Spain's First Case of BSE in 2009

On January 8, 2009, the Madrid Regional Environment Ministry confirmed Spain’s first case of bovine spongiform encephalopathy (BSE), commonly known as “mad cow disease,” for 2009.

The animal was a 10-year old cow from a farm in the town of Galapagar within the Regional Community of Madrid. While the cow was intended for human consumption, the disease was detected at the slaughterhouse under mandatory testing of all animals over 24 months of age. The case was detected on December 29, 2008 and confirmed by the Veterinary Central Laboratory in Algete on January 7.

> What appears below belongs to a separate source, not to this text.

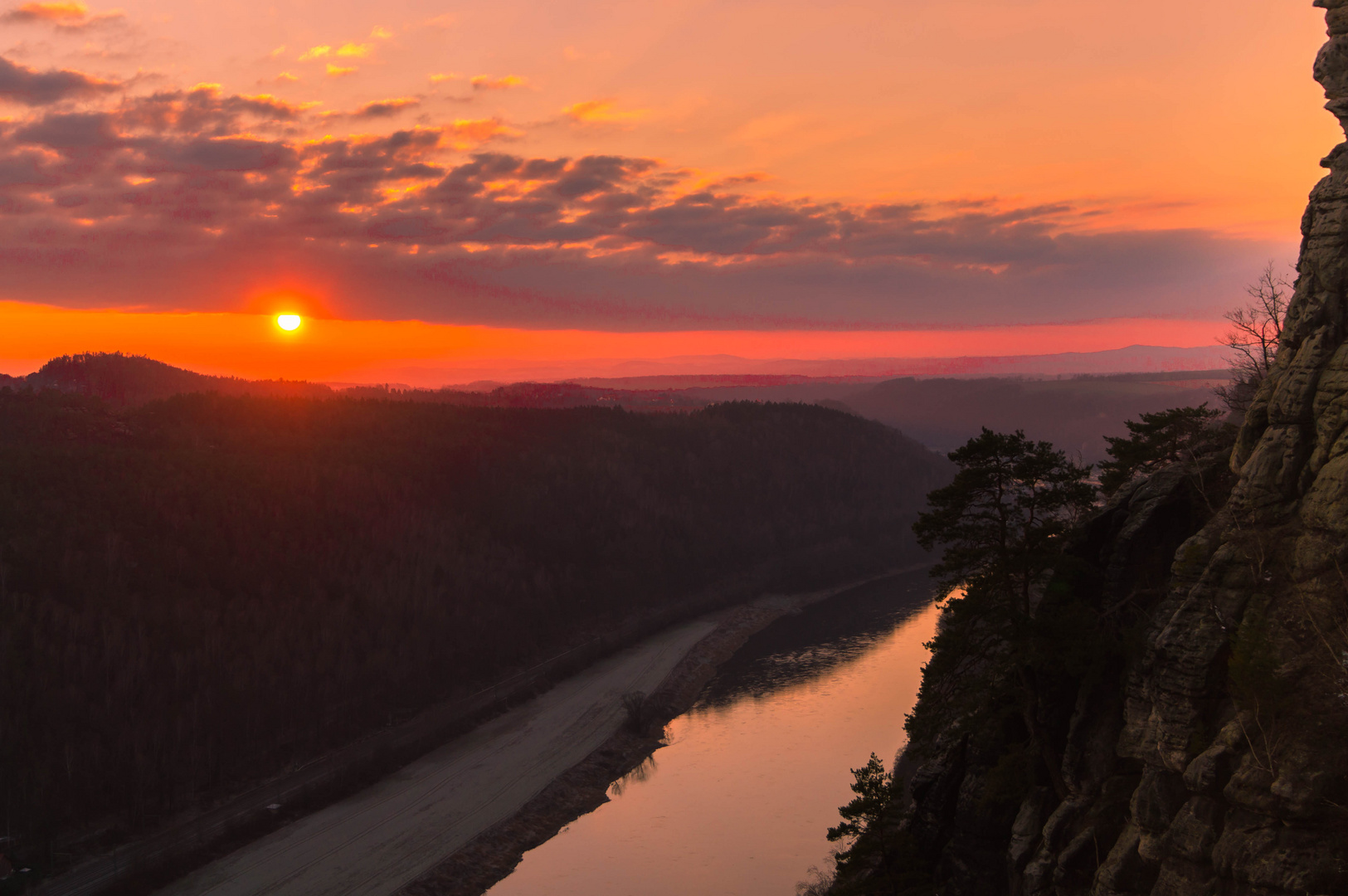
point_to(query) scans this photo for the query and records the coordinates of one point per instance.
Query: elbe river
(739, 801)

Eighteen animals currently on the farm were culled in addition to all cattle born on the farm 12 months before and after the death of the infected animal.

Comparison of BSE Cases in Spain and Portugal

The progression of “mad cow” on the Iberian Peninsula has been markedly different in Spain as compared to Portugal (see Table 1 and Graph 1 below).

The first case of BSE in Portugal was confirmed in 1990 with total cases to date at 1,063. Over the past 18 years, Portuguese cases peaked twice -- in 1999 and again in 2003.

Alternatively, Spain diagnosed its first case in 2000, a decade after Portugal. Incidents peaked once in 2003, coinciding with Portugal’s second but smaller high point.

The total cattle population in Spain is about 4.5 times that of Portugal. Beginning inventories in 2008 were about 6.6 million head and 1.4 million head for Spain and Portugal, respectively. Thus, while total confirmed BSE cases have dropped more quickly in Portugal since 2004, the percentage of infected cattle in terms of total cattle population remains higher in Portugal than in Spain.